Tuesday, August 22, 2006

Do people not care we even have a national anthem in Canada?

One of the highlights of this year's Stanley Cup, even more than two months later, still has to be the crowd in Edmonton belting out both the American and Canadian national anthems. So powerful, even the broadcast team at NBC (which was showing the game in the States) was moved to tears.

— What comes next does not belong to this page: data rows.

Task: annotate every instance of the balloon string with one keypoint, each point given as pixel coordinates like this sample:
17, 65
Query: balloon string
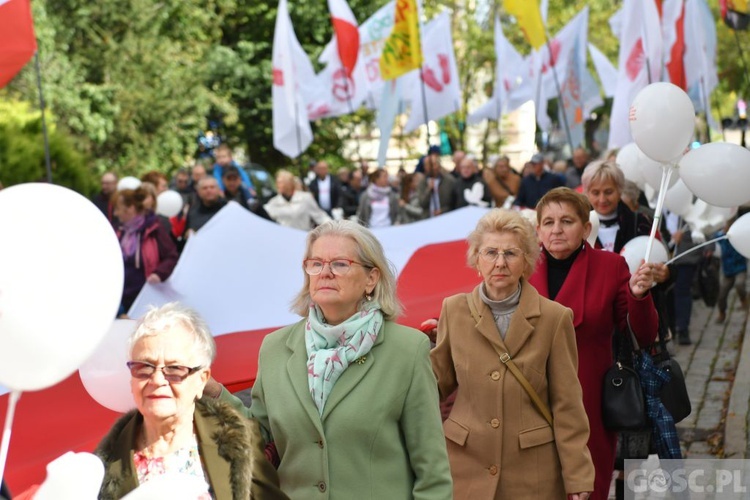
665, 176
709, 242
5, 443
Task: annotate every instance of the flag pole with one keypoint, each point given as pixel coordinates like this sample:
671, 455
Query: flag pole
559, 91
706, 107
351, 111
42, 106
424, 106
742, 56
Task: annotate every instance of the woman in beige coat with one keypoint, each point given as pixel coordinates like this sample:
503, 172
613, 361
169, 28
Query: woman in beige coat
499, 442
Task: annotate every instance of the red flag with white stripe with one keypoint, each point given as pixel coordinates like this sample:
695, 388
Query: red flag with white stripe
347, 33
17, 40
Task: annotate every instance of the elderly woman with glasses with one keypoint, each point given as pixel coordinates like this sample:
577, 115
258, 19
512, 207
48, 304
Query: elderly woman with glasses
518, 428
174, 434
346, 394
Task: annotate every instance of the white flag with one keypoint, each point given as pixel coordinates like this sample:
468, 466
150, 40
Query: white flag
507, 74
640, 54
291, 127
442, 92
606, 71
571, 82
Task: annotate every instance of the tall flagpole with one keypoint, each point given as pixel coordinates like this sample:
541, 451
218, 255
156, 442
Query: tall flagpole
43, 106
560, 104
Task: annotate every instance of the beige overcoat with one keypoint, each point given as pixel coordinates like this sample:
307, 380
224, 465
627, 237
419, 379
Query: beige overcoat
499, 444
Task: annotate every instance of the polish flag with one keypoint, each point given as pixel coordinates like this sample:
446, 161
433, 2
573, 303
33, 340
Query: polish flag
291, 70
17, 40
347, 33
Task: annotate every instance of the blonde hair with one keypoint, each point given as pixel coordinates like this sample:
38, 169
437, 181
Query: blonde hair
499, 220
602, 171
369, 252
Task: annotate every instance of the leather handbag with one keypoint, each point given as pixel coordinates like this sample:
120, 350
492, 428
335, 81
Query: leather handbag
623, 403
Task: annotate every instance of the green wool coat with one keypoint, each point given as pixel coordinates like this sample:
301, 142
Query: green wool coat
380, 436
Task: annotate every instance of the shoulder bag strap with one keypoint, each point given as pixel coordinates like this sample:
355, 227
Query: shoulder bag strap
507, 361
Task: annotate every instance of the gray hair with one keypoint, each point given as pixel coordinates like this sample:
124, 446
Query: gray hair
602, 171
159, 320
369, 252
499, 220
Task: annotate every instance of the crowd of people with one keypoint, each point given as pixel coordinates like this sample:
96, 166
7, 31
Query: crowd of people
346, 400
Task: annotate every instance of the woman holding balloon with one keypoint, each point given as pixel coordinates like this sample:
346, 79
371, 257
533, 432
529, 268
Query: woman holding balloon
148, 251
603, 295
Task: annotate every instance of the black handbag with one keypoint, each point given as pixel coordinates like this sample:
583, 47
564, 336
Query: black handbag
623, 403
673, 394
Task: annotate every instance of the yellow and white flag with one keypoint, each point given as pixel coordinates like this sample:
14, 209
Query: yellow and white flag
529, 17
402, 51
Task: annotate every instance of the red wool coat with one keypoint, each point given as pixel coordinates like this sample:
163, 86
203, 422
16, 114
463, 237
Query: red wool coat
597, 291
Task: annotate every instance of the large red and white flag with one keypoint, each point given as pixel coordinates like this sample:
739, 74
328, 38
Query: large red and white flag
639, 62
17, 40
442, 92
508, 66
291, 126
673, 33
606, 71
347, 33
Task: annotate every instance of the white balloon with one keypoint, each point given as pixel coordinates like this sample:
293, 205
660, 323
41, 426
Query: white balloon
718, 173
739, 235
634, 252
61, 280
679, 199
594, 219
128, 183
627, 160
652, 171
104, 374
72, 476
173, 485
168, 203
662, 120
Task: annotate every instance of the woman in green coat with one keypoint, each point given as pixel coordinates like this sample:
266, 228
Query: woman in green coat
348, 396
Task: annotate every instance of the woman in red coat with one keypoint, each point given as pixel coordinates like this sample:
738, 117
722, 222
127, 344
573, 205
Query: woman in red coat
599, 289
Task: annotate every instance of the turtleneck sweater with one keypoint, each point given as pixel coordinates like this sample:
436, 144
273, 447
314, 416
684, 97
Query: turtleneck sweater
557, 270
502, 310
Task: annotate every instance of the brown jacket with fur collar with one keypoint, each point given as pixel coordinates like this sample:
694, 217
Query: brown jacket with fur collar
231, 449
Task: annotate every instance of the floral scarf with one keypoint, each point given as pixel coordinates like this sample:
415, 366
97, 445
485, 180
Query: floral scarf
129, 240
332, 348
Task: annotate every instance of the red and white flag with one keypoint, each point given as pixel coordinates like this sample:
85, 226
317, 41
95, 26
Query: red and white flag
347, 33
17, 40
700, 54
507, 68
606, 71
673, 33
442, 91
639, 62
291, 66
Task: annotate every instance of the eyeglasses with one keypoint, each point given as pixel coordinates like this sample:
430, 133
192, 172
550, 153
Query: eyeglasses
510, 255
339, 267
174, 374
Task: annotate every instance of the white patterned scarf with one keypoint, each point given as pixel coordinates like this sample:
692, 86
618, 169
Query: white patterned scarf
332, 348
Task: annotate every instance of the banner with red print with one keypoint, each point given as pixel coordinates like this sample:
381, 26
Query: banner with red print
639, 62
439, 75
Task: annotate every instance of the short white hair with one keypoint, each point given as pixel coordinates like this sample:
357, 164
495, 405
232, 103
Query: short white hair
162, 319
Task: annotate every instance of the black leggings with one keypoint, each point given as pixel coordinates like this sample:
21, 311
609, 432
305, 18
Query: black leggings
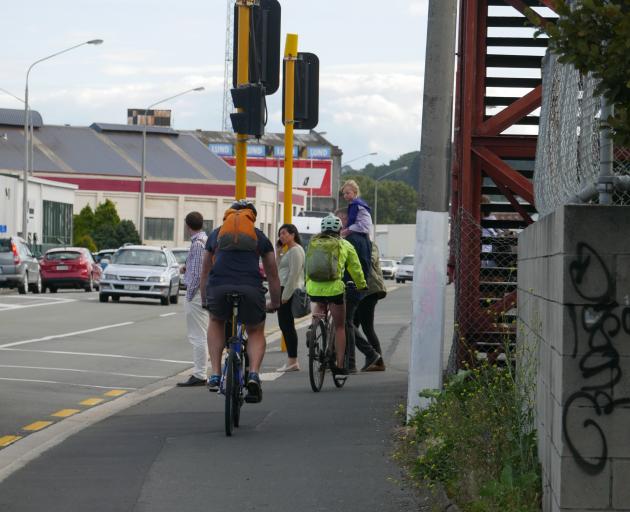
287, 326
364, 316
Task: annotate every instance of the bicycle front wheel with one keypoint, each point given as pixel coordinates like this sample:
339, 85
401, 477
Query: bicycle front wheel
231, 392
316, 338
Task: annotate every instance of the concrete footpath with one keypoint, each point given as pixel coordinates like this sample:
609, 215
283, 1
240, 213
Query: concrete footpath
297, 450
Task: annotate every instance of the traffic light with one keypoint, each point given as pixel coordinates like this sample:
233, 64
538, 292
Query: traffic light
306, 103
250, 120
264, 45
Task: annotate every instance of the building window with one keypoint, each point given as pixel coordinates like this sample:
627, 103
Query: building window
57, 223
159, 229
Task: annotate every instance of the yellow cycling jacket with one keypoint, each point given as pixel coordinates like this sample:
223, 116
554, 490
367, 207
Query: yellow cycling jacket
349, 260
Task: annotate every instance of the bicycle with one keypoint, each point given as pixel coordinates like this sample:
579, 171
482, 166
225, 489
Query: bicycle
320, 338
235, 368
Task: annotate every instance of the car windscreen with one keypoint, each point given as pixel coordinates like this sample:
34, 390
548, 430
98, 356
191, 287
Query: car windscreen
140, 257
63, 255
180, 256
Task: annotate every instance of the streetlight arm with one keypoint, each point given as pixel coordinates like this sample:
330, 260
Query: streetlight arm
170, 98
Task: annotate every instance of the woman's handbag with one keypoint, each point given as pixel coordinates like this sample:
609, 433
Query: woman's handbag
300, 303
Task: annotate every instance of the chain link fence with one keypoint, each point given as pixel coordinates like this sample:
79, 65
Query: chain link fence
568, 151
485, 287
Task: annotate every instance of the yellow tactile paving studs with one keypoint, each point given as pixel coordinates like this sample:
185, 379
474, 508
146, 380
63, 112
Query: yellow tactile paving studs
38, 425
62, 413
7, 440
116, 392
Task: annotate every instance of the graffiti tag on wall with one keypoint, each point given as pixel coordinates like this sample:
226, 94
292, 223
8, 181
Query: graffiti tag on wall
602, 321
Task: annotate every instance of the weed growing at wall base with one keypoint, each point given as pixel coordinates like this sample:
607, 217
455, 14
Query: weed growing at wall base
477, 440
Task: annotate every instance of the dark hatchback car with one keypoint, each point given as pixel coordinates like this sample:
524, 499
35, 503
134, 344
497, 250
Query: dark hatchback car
18, 267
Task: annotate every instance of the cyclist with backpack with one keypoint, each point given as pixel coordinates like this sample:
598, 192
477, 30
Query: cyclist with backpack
230, 265
327, 258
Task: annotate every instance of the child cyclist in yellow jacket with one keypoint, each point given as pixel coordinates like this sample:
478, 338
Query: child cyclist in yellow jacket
327, 257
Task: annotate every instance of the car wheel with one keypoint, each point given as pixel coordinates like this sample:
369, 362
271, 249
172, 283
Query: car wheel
23, 286
37, 287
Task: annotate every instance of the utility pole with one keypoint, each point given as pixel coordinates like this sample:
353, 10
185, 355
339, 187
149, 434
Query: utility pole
290, 56
429, 284
227, 71
242, 78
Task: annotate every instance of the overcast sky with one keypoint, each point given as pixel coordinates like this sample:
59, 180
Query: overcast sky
371, 64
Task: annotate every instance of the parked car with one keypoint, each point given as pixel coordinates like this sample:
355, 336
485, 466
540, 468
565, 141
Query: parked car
404, 272
142, 271
104, 257
18, 267
388, 267
181, 253
70, 267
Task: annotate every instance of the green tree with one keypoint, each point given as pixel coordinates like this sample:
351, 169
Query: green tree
126, 232
82, 224
106, 214
105, 236
396, 200
593, 36
85, 241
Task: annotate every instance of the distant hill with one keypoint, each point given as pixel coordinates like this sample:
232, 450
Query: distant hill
410, 176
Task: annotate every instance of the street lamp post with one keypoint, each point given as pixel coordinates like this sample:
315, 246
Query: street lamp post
144, 152
26, 131
403, 168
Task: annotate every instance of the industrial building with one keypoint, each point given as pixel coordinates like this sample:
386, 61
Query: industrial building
104, 161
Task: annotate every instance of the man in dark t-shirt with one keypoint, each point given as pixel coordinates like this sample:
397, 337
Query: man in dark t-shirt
228, 271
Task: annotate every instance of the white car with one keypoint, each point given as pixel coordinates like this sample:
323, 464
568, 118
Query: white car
405, 269
141, 271
388, 267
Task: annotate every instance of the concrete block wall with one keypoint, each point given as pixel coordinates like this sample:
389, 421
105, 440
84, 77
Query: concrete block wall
574, 313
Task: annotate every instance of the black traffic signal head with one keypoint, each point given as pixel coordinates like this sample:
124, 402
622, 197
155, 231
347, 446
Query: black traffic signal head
264, 45
306, 94
250, 99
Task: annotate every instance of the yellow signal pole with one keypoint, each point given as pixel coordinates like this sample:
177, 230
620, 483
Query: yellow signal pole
290, 56
242, 78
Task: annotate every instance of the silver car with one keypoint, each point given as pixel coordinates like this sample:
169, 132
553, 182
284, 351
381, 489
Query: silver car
141, 271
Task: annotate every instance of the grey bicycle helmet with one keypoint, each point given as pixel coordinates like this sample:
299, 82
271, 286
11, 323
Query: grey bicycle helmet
331, 223
241, 204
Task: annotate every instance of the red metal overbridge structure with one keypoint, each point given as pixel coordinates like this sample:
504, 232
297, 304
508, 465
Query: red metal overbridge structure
498, 94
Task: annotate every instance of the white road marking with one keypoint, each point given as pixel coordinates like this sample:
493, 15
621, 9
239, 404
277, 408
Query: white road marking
83, 371
95, 354
269, 376
12, 307
66, 383
65, 335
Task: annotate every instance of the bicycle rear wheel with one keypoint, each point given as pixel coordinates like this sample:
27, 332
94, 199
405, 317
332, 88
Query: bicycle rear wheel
338, 380
316, 337
232, 405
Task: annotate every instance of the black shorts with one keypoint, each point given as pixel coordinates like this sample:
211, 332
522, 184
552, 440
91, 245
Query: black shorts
334, 299
252, 307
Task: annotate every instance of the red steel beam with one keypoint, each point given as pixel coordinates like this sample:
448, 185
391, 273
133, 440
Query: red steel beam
501, 172
513, 113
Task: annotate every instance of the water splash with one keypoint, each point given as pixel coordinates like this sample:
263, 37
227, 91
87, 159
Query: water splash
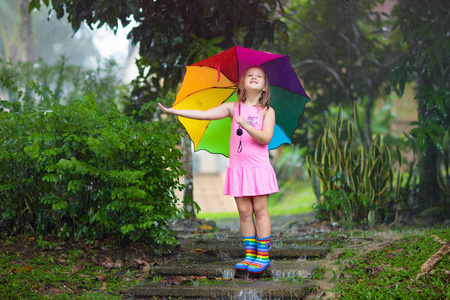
290, 274
228, 273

Maybe it's an East-West thing, or more precisely East Coast and West vs central Canada, but I'm beginning to wonder if people in this neck of the woods care if we even have a national anthem. Case in point: Back on Sunday, the 20th, the local standardbred track -- Flamboro Downs -- held the annual Confederation Cup. Nowhere near as big in prestige as Charlottetown's Gold Cup and Saucer on the same weekend, but in terms of money it's probably ahead. (And unlike the Gold Cup, it is simulcast at off track facilities across North America -- hint, Pat Binns: You might want to tell the people at the Charlottetown track they made a big mistake not allowing out of province betting -- your government lost a TON of money on it by not doing so, and the replay we saw showed it was one of the best races this year.)

In addition to the Confed Cup, there were three Ontario Sires Stakes finals -- basically, provincial championships -- and several other undercard races. Pretty good turnout, maybe 13,000. One of the biggest sports events in Hamilton each year, if not THE biggest; and moving it to the afternoon this year instead of having it in the evening as it traditionally has been certainly brought the kids out, which is a good thing. (For the record: No, I didn't make any money, but I didn't lose a lot either.)

Here's my point, though: At the start of the event, they played O Canada. This was clearly announced on the loudspeakers throughout the grandstand, clubhouse and the betting area. Some people heard this and stood up, including me. Then they started playing it. Maybe fifteen seconds in, other people started realizing it was playing and stood at attention, some even taking off their hats. But two weird things. People in the betting area and the food court were still chattering like they didn't care. Moreover, the drivers on the track for the first race along with their horses couldn't be bothered to hold still, just for a minute, to stand at attention.

Is it just me, or were other people who were there on Sunday who saw the same thing I did? And have any of you been somewhere, where no one cared about our patriotic hymn? And why is it that movie theatres, although the law requires them to, doesn't play the national anthem anymore before they start rolling the trailers?

Maybe we should do what Michael (Let's Get Ready to Rumble) Buffer suggested: Forgo the national anthem all together. People don't care about it anyway, except during the Stanley Cup and the Olympics, so why bother?